No ano de 2014, virou moda entre direitistas pseudo politizados mandarem as pessoas para Cuba. Coincidentemente, havia reservado minha passagem para passar as festas de final de ano na ilha caribenha. Curioso para sentir de perto a realidade do povo, fiquei hospedado nas famosas casas particulares, imóveis de cubanos que se transformaram em uma nova modalidade de hostel, que nos dão a oportunidade de viver junto aos moradores locais, compartilhando refeições, conversas sobre todos os assuntos e sentir no dia-a-dia os pontos positivos, negativos e as contradições do regime.
Na cidade de Havana, fiquei hospedado por 8 dias na Casa Doña Clara, no bairro de Vedado e que nos permitiu contato real com a vida das pessoas e da metrópole. Na cidade histórica de Trinidad, no litoral sul da ilha, passei 3 dias no Hostal Los Hermanos, onde fomos tratados com muita atenção e com ingredientes abundantes na ilha: boa educação, amor e carinho no trato cotidiano entre as pessoas.

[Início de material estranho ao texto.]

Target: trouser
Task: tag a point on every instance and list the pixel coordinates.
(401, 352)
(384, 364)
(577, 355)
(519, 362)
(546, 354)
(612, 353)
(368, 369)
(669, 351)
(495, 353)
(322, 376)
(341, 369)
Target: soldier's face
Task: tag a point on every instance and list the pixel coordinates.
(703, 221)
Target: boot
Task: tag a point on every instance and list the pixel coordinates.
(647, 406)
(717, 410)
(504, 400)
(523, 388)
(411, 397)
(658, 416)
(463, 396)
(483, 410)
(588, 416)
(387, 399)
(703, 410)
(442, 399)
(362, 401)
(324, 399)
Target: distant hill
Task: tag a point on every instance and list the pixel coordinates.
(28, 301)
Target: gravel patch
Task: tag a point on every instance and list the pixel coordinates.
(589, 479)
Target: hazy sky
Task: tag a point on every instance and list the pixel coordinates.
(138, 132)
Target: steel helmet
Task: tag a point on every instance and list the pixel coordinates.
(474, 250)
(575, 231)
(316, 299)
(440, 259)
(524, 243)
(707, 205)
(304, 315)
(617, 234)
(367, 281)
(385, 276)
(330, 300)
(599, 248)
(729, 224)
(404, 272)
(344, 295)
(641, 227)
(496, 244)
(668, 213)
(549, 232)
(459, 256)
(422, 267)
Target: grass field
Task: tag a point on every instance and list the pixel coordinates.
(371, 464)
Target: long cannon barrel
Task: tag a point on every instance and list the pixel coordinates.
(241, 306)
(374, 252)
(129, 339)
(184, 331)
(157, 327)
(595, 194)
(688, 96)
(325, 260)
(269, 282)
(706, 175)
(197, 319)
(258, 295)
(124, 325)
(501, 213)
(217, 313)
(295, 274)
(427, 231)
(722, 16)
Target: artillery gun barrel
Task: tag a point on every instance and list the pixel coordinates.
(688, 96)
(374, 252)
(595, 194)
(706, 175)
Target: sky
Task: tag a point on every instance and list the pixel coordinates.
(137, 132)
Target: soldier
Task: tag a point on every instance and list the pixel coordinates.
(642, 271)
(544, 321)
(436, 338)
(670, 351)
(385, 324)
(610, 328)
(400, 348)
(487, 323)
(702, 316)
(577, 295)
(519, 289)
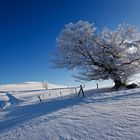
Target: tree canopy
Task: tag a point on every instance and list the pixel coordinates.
(99, 54)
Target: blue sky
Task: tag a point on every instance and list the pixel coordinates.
(28, 30)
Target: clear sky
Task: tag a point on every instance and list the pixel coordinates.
(28, 31)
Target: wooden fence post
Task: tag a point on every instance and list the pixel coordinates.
(39, 98)
(81, 91)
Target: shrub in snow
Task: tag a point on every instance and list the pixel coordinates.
(103, 54)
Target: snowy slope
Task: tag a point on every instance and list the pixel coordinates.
(101, 115)
(11, 94)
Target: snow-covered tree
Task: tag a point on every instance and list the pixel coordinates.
(104, 54)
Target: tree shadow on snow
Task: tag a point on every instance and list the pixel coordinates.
(20, 114)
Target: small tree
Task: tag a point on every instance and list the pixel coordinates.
(106, 54)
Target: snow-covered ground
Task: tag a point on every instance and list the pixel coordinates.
(103, 114)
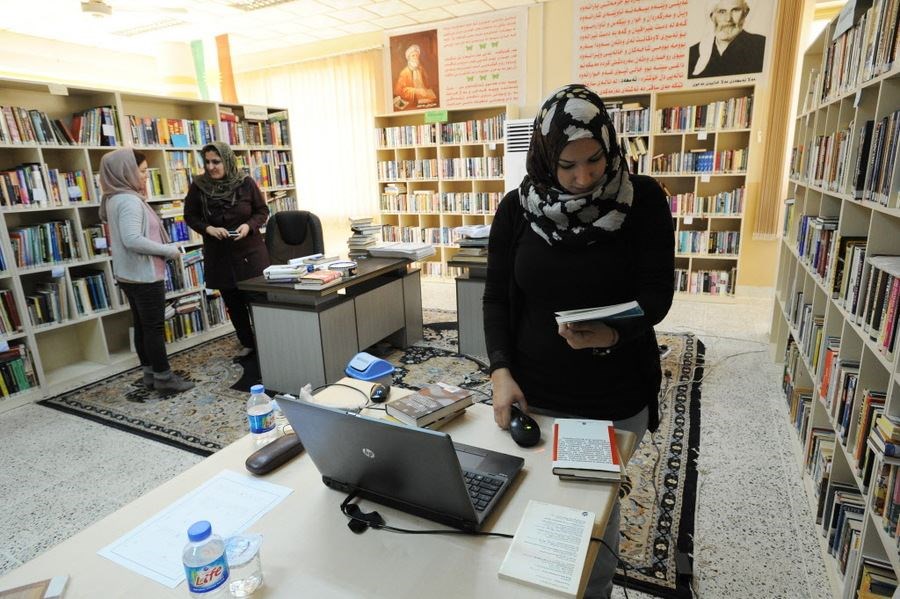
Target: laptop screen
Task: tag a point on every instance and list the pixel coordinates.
(413, 469)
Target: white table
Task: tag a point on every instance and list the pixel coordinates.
(308, 551)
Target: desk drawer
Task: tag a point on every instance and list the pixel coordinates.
(379, 313)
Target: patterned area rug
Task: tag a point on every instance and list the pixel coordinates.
(657, 515)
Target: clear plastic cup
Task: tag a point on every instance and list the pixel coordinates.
(245, 568)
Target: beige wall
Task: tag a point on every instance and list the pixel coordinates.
(38, 59)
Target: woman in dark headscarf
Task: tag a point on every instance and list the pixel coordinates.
(139, 247)
(580, 232)
(227, 209)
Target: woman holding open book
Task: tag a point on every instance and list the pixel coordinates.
(579, 232)
(225, 206)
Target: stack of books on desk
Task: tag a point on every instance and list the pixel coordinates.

De cara, posso afirmar que Cuba pode ser identificada com qualquer coisa, menos com uma ditadura, afinal como pode ter esse nome um governo de um país que garante acesso às escolas e hospitais para todos e praticamente erradicou a venda de drogas e a violência urbana.
É certo que a ausência de eleições diretas para o poder executivo não pode ser apontada como uma das qualidades do país. Mas democracia, na acepção da palavra, significa governo do povo, e um país com tantas assembleias populares, conselhos regionais e que elege seus deputados da assembleia parlamentar periodicamente, exerce a democracia na sua forma direta já que esses representantes se elegem e dão forma ao governo e votam nos chefes do executivo, além de apresentarem leis e planos de trabalho para atender às demandas da população.
A professora Anita Leocádia Prestes, filha do líder comunista Luís Carlos Prestes e de Olga Benário, explica como funcionam as assembleias populares em Cuba. O sistema pode ser criticado por não contar com eleições majoritárias, mas poucos países contam com um sistema consultivo da população como o da ilha caribenha.
Leia texto sobre a eleição de Raúl Castro em 2013 (em espanhol).
http://www.elmundo.es/america/2013/02/02/cuba/1359839026.html
A ladainha repetida pela mídia corporativa brasileira que insiste em chamar Cuba de ditadura comunista é fruto de quem não conhece a sociedade e história cubana, preferindo replicar informações distorcidas do império yankee, em especial de think tanks financiados pelos gusanos de Miami.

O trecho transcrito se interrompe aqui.